SOX compliance hours and costs increased

Two decades after passage of the Sarbanes-Oxley Act, public companies are spending more time and money trying to comply with SOX requirements, despite the increasing use of technology to automate the process.

A survey released Thursday by the consulting firm Protiviti found that the number of hours devoted to SOX compliance increased for 53% of companies across most industries, company sizes and reporting types last year. The survey polled more than 560 audit, compliance and finance leaders in March and April 2022, and found that while companies are increasing their use of automation and external resources, there are still many opportunities to moderate cost increases for SOX compliance.

An average of 41% of surveyed organizations’ SOX compliance costs are for outsourced resources, either onshore or offshore, up from 37% in 2021. Companies use technology tools on an average of 25% of their overall SOX compliance program activities, leaving significant room for improvement.

Senator Paul Sarbanes
Paul Sarbanes

SOX was passed by Congress in 2002 in the wake of a series of high-profile accounting scandals at companies including Enron, WorldCom and Tyco. The law required public companies to set up internal controls over financial reporting that would be signed off on by top executives and auditing firms, and established the Public Company Accounting Oversight Board to set auditing standards and inspect the work of audit firms. 
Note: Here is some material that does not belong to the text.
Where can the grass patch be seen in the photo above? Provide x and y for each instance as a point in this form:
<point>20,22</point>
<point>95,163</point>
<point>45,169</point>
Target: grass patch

Despite improvements in SOX and auditing technology in recent decades, costs keep going up. The survey found that for companies that are beyond their second year of SOX compliance, average annual costs for SOX compliance rose 18% from 2021 to 2022. Thirty percent of surveyed companies beyond their second year of SOX compliance spent over $2 million in their most recent fiscal year, compared to 24% the previous year. 

“Today internal audit and finance leaders have a menu of options available to innovate and streamline their SOX compliance programs and lessen internal burdens, from technology tools that support automation, provide workflow capabilities and support document management, to alternative delivery models, such as centers of excellence managed internally or by an external outsourcing partner,” said Andrew Struthers-Kennedy, a Protiviti managing director and global leader of the firm’s internal audit and financial advisory practice, in a statement. “The ongoing war for talent underscores the urgency for internal audit leaders to explore the staffing and retention advantages that alternative service delivery models can yield. Delivery center organizational structures offer internal audit teams the ability to focus on strategic contributions and avoid burnout and turnover related to certain repetitive and routine SOX program activities.”

For an organization with 200 controls, a reduction of one hour in, for example, testing for operating control effectiveness can save 200 person hours and lead to significant benefits in effectiveness and population coverage, according to Protiviti. 

Companies are turning to technology to try to make the process more efficient, with 54% of surveyed companies leveraging audit management and governance, risk and compliance (GRC) technology, while two out of five organizations are using data analytics and visualization platforms. One in three are employing segregation of duties analysis tools and continuous monitoring. But technology is only being used in about one out of four of their overall SOX compliance efforts on average.